En principe, il n’est pas nécessaire qu’un organisme vivant vieillisse et meure tant qu’il conserve la capacité de réparer et de renouveler

Le vieillissement et la mort ne doivent donc pas être considérés comme inévitables, d’autant plus que les systèmes biologiques disposent de nombreux mécanismes pour réparer les dommages et remplacer les cellules défectueuses. En principe, il n’est pas nécessaire qu’un organisme vivant vieillisse et meure tant qu’il conserve la capacité de réparation et de renouvellement. Néanmoins, le vieillissement suivi de la mort est une caractéristique fondamentale de la vie, car la nature a régulièrement besoin de remplacer les organismes existants par de nouveaux. En raison des variations de leur matériel génétique dues à des mutations ou à des recombinaisons, ces nouveaux individus ont des caractéristiques différentes, qui sont testées au cours de leur vie pour améliorer leur adaptation aux conditions environnementales existantes. L’immortalité perturberait ce système de mutation et d’adaptation car il dépend de la disponibilité de l’espace pour des formes de vie nouvelles et améliorées. Ainsi, la mort est la condition préalable de base pour le développement rapide et sans friction de nouvelles espèces qui peuvent s’adapter avec succès aux conditions environnementales changeantes.
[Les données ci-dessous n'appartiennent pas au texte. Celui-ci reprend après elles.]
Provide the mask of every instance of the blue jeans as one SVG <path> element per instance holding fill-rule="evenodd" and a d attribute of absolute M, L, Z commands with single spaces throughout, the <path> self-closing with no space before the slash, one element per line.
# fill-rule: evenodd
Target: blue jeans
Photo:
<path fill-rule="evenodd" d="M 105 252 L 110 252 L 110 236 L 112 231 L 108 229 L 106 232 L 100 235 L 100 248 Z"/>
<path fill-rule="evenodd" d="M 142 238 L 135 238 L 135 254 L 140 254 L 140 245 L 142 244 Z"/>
Il s’agit là d’un principe évolutif.

… la mort a un caractère programmatique chez beaucoup, sinon tous, les organismes vivants

La mort d’un organisme n’est donc pas laissée aux seuls facteurs écologiques tels que la maladie, l’accident ou la prédation. Pour assurer l’échange des organismes existants avec de nouveaux variants, la mort est une propriété inhérente dès le premier instant du développement. La durée de vie et la mort sont manifestement programmées, une hypothèse connue sous le nom de vieillissement génétiquement programmé. Cette théorie n’est pas particulièrement controversée parmi les scientifiques, même s’ils utilisent souvent des arguments d’usure.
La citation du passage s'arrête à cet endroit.